Egli raccomanda al figlio di perseguire la sapienza nella sua vita, anche se questo comporta andare incontro a persecuzioni e calunnie, così come è accaduto in passato ad a numerosi personaggi della storia e come sta avvenendo per lui stesso, presagendo una sua possibile condanna a morte ad opera dei romani. E Mara cita Socrate, Pitagora e il “saggio Re dei Giudei” tradito dal proprio popolo e condannato a morte. Non fa il nome di Gesù, ma il saggio re dei Giudei è proprio identificabile con Cristo; non si riscontra, infatti, nessun re dei giudei che fu ucciso dagli stessi giudei, se non Gesù Cristo che fu accusato di essersi proclamato re (sulla croce fu posta la scritta “I.N.R.I.”, ovvero “Gesù Nazareno Re dei Giudei”).

Il testo di Mara bar Serapion è il seguente:

«Quale vantaggio trassero gli Ateniesi dall’aver ucciso Socrate, un fatto che dovettero pagare con la carestia e con la peste? O gli abitanti di Samo per aver bruciato Pitagora, visto che in un istante tutto il loro paese fu ingoiato dalla sabbia? O i Giudei per l’esecuzione del loro saggio re, visto che da quel tempo fu loro sottratto il regno?

Giustamente infatti Dio vendicò questi tre saggi: gli Ateniesi morirono di fame, gli abitanti di Samo furono sommersi dal mare, i Giudei eliminati e cacciati dal loro regno, vivono tutti nella diaspora. Socrate non è morto, grazie a Platone; né Pitagora, grazie alla statua di Hera, né il saggio re, grazie al nuovo insegnamento che aveva impartito»

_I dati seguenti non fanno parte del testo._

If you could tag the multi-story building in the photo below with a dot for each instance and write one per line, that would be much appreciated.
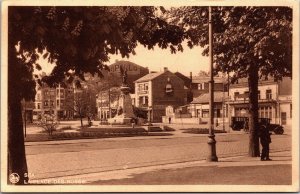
(156, 91)
(274, 99)
(134, 72)
(107, 99)
(199, 107)
(58, 101)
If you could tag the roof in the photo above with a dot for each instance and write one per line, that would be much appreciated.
(205, 79)
(204, 98)
(126, 63)
(149, 77)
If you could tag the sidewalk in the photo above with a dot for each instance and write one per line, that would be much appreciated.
(174, 134)
(228, 170)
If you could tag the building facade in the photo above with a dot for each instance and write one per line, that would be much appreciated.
(58, 101)
(156, 91)
(274, 100)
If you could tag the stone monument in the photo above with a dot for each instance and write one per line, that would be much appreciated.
(125, 113)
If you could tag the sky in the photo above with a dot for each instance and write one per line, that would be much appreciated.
(190, 60)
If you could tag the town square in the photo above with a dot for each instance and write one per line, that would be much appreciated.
(176, 98)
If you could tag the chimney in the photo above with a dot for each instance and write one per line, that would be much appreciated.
(191, 80)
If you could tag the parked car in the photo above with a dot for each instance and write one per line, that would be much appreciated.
(238, 123)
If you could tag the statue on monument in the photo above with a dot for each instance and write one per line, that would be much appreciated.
(125, 112)
(124, 76)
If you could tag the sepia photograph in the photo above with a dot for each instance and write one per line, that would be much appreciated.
(195, 96)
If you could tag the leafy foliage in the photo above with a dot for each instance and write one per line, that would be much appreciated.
(242, 36)
(79, 39)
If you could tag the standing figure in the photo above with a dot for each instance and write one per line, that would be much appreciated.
(246, 126)
(265, 140)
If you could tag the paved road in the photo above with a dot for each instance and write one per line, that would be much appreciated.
(63, 158)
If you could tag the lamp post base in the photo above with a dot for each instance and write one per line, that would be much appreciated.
(212, 157)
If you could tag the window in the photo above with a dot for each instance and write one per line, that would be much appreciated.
(141, 100)
(268, 94)
(236, 94)
(205, 113)
(246, 94)
(199, 86)
(270, 112)
(62, 93)
(146, 100)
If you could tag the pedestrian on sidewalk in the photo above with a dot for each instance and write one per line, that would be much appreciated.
(265, 140)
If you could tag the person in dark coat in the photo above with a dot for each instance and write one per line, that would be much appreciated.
(265, 140)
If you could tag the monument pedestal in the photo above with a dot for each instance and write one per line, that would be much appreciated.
(125, 110)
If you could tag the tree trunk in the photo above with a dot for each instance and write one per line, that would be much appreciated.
(253, 112)
(16, 148)
(81, 119)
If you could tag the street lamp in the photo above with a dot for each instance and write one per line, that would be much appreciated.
(212, 157)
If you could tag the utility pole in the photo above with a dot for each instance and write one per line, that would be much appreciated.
(212, 157)
(223, 102)
(109, 107)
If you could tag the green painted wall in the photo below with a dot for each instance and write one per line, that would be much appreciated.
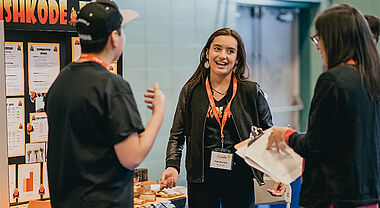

La ‘punizione divina’ a cui allude Mara è la guerra tra giudei e romani svoltasi dal 66 al 74 d.C.  che si concluse con la distruzione del tempio e la diaspora dei giudei fuori da Israele. L’autore sembra conoscere il cristianesimo primitivo siriano, soprattutto perché in questo ambiente storico sorse il Vangelo di Matteo nel quale possiamo rilevare elementi simili a quelli della lettera di Mara, come ad esempio Mt. 2,1ss dove i saggi cercano il neonato “re dei Giudei”, oppure i racconti della passione dove Gesù entra a Gerusalemme acclamato come re, gli oltraggi che poi subì, la domanda di Pilato “Sei tu il Re dei Giudei?”  in Mt. 27,11, e la scritta sulla croce “Questi è Gesù, il re dei Giudei”; e in particolare la distruzione di Gerusalemme.

Si rileva inoltre che ciò che di Gesù affascinò i filosofi pagani (in particolare gli stoici) fu soprattutto il suo insegnamento ,“le nuove leggi”  che il re dei Giudei diede al suo popolo, in quanto lo chiama “il saggio re”.

Ai fini storici, il documento di Mara è importante perché il saggio re dei Giudei (Gesù) è considerato un personaggio storico così come Socrate e Pitagora.